A little lower down a stout Scotchman painted a flowery valley. The
flowers were many and bright, but not so garish as they appeared to him,
and I hinted as much; but he scorned my criticism.
"Mon," he shouted, "I painted the Three Graces, an' they made me an
Academeesian. I painted a flowery glen in the Tyrol (dearie me, but thae
flowers cost me a fortune in blue paint), and it was coft for the Chantry
Bequest, and hoo daur _you_ talk to me?"
Then I departed hurriedly and came upon four men, two of them with long
beards, and all with unkempt hair, laboriously depicting a blue pine,
needle by needle, and every one in its proper place.
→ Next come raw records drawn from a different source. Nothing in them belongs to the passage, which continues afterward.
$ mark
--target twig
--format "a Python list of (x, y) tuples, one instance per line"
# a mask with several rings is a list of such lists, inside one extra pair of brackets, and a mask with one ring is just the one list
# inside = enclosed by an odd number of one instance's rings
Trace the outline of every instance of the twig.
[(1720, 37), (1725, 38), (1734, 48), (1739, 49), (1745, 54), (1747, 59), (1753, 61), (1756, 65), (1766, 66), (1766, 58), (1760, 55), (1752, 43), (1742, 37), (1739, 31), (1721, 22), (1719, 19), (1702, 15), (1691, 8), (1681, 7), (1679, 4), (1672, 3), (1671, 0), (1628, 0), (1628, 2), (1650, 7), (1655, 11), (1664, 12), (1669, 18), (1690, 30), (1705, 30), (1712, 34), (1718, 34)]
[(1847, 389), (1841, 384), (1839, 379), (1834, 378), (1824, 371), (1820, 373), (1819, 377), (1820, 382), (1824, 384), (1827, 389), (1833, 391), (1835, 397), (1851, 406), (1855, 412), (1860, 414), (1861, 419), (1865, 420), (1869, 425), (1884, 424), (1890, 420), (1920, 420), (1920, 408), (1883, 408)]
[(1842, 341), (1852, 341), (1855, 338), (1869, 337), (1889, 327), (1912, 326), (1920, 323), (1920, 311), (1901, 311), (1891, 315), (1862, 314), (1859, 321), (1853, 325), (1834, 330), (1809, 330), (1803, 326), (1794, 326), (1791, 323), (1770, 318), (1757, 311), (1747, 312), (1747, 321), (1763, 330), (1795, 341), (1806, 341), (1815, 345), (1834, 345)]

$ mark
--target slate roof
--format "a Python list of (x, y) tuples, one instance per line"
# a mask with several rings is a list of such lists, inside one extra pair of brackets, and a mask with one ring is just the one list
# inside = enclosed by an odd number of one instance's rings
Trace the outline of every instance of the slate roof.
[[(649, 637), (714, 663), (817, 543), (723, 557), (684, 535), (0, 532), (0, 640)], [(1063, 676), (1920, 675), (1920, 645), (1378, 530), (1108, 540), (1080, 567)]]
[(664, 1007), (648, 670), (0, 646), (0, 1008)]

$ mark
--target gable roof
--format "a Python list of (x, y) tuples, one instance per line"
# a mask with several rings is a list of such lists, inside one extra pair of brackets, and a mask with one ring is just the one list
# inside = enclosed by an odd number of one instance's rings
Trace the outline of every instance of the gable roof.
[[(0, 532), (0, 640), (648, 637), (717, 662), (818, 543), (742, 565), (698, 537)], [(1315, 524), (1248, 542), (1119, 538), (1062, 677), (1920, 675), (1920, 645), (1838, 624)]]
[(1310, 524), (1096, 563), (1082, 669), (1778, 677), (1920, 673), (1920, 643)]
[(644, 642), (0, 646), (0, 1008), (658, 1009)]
I asked them if
theirs was not a very troublesome way of painting.
They looked at one another with earnest blue eyes, and remarked that here
was evidently a Philistine who knew not Cimabue and cared not a jot for
Giotto; and the first said: "Sir, methinks he who would climb the golden
stairs should do so step by step;" and the second said, sadly: "We are but
scapegoats, truly, being cast forth by the vindictive Victorians of our
day."
The third murmured in somewhat broken English.
"Victoria Victrix,
Beata Beatrix,"
whereby I recognised him to be a poet, if not a painter.
But the fourth--an energetic-looking man with a somewhat arrogant
manner--said briskly: "Perchance the ass is right; these pine needles are
becoming monotonous, and I have seventeen million four hundred and
sixty-two thousand five hundred and eleven more to do.